Week 22 - Observability, Cost, Eval Pipelines, MLOps¶
22.1 Conceptual Core¶
- ML observability has two layers above the system observability you already learned:
- Model observability: prediction distribution drift, input feature drift, output quality (toxicity, refusals, hallucinations). Tools: Arize, Fiddler, WhyLabs, Langfuse.
- Eval pipelines: continuous evaluation on benchmarks (MMLU, HumanEval, internal eval sets). Tools: lm-evaluation-harness, OpenAI Evals, Inspect AI, internal bespoke harnesses.
- Cost observability: per-team / per-product / per-feature attribution. GPU-hours × $/hour, plus fixed-cost amortization. OpenCost (week 22 of K8s curriculum) plus model-aware tagging.
22.2 Mechanical Detail¶
- Eval-as-CI: every model checkpoint runs through a fixed eval suite. Regressions block promotion. The "tests" of ML.
- Tracing for LLM applications (vs traditional traces): a single user request fans out to multiple LLM calls, embeddings, retrievals, tool uses.
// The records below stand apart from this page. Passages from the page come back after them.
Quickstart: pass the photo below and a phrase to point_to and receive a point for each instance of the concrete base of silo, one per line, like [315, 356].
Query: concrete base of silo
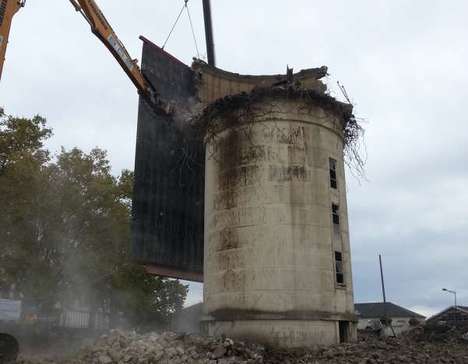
[283, 333]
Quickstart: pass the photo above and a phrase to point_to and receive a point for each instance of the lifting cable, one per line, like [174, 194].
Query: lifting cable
[184, 7]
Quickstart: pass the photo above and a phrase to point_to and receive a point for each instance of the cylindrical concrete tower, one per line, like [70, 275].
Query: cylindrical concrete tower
[277, 265]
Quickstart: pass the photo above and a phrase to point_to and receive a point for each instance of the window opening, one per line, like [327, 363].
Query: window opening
[339, 268]
[333, 181]
[336, 214]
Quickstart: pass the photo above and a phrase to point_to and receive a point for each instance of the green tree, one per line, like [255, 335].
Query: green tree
[65, 226]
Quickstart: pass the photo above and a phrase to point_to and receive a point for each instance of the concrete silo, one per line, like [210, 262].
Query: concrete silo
[277, 265]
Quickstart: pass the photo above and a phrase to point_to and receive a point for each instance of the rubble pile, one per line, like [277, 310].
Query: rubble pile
[169, 348]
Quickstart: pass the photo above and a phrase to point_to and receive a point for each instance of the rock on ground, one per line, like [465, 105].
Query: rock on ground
[169, 348]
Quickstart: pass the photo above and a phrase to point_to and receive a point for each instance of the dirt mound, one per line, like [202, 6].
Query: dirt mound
[127, 348]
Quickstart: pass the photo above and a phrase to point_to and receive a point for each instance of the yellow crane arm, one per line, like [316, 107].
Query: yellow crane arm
[103, 30]
[8, 8]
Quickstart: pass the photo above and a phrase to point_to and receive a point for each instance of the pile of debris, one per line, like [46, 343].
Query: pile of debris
[128, 348]
[131, 348]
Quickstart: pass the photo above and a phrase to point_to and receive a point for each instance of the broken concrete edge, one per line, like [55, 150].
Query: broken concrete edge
[206, 123]
[242, 315]
[174, 273]
[201, 66]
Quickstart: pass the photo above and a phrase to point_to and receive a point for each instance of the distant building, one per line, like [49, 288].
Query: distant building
[453, 316]
[401, 318]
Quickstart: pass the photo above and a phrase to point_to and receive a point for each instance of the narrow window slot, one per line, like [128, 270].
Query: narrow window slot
[333, 180]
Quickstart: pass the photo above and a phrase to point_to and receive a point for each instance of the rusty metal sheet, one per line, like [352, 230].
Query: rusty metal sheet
[168, 202]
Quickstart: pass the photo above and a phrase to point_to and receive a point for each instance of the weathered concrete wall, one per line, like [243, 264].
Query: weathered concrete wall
[270, 240]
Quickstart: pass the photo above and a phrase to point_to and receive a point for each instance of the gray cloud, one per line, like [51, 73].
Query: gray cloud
[403, 63]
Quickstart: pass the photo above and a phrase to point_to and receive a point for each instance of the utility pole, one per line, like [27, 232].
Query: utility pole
[382, 279]
[210, 50]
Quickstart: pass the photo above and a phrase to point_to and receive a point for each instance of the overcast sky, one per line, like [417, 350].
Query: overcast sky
[403, 63]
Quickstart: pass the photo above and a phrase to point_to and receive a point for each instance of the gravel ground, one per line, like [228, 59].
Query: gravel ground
[420, 346]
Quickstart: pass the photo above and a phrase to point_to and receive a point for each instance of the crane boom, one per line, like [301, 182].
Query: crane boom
[103, 30]
[8, 8]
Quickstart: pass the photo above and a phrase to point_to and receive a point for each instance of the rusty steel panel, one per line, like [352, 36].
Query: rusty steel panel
[168, 202]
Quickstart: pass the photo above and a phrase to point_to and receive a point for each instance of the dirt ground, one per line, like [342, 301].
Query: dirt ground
[419, 346]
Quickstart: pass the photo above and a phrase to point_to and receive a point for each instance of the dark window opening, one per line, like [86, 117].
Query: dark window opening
[339, 268]
[344, 331]
[333, 182]
[336, 214]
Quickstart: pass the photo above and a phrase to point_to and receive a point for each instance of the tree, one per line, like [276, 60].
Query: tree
[66, 230]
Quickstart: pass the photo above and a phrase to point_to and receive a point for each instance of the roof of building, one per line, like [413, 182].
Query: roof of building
[381, 309]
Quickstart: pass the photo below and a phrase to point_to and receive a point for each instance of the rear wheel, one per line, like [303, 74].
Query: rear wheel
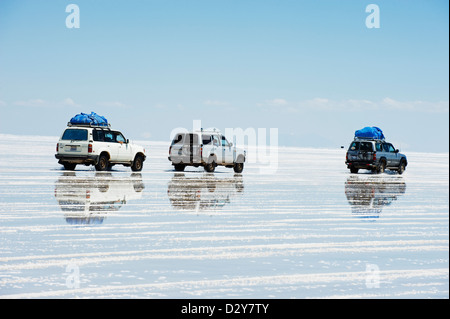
[211, 165]
[238, 167]
[401, 167]
[70, 166]
[138, 164]
[102, 164]
[382, 167]
[179, 167]
[354, 170]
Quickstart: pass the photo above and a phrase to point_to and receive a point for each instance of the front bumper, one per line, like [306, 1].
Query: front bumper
[361, 165]
[82, 159]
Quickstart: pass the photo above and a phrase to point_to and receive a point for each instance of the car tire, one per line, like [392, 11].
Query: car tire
[138, 164]
[70, 166]
[238, 167]
[382, 167]
[179, 167]
[401, 167]
[211, 165]
[103, 163]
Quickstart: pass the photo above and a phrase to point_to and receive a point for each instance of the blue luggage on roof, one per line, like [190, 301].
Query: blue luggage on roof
[89, 119]
[370, 133]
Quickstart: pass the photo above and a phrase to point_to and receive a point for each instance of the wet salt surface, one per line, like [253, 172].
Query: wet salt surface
[312, 230]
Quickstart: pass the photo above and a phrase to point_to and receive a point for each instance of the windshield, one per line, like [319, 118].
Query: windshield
[75, 135]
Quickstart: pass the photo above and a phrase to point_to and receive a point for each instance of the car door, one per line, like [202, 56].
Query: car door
[391, 155]
[123, 148]
[226, 150]
[111, 146]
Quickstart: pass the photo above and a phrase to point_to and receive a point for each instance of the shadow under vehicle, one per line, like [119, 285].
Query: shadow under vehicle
[87, 200]
[367, 195]
[205, 193]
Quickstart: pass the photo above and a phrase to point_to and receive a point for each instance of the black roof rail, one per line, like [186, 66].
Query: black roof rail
[108, 126]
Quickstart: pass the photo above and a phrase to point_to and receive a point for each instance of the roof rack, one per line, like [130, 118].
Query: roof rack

OTel + Langfuse / LangSmith capture the call tree with prompts, responses, latencies, costs.
- Drift detection:
- Input drift: PSI (Population Stability Index), KS test on feature distributions.
- Output drift: change in label/output distribution. For LLMs: monitor refusal rate, response length, toxicity scores.
- Concept drift: relationship between input and label changes. Hardest to detect.
- A/B and canary: traffic-split with measured metrics. KServe's canary support handles the routing; the metric aggregation is yours to build.
22.3 Lab-"Eval and Drift Pipeline"¶
- Build a CI pipeline: on every model push, run lm-evaluation-harness on a fixed subset (MMLU 500-question, HumanEval pass@1).
- Compare against a baseline; fail the pipeline on >2% regression.
- Wire production traffic samples into a drift dashboard: input length distribution, output length distribution, refusal rate, fraction of failed JSON-mode outputs.
- Synthetic drift: shift the input distribution (longer prompts) and verify the dashboard catches it.
22.4 Idiomatic & Diagnostic Drill¶
- Cost/quality Pareto: every eval run captures both quality scores and inference cost. The dashboard is
cost vs qualityper model-the unit of decision-making for production model selection.
22.5 Production Slice¶
- Document an "incident response for model regressions" runbook: detection → roll-back via traffic-split → investigate → fix → re-promote. The same shape as software incidents, with model-specific specifics.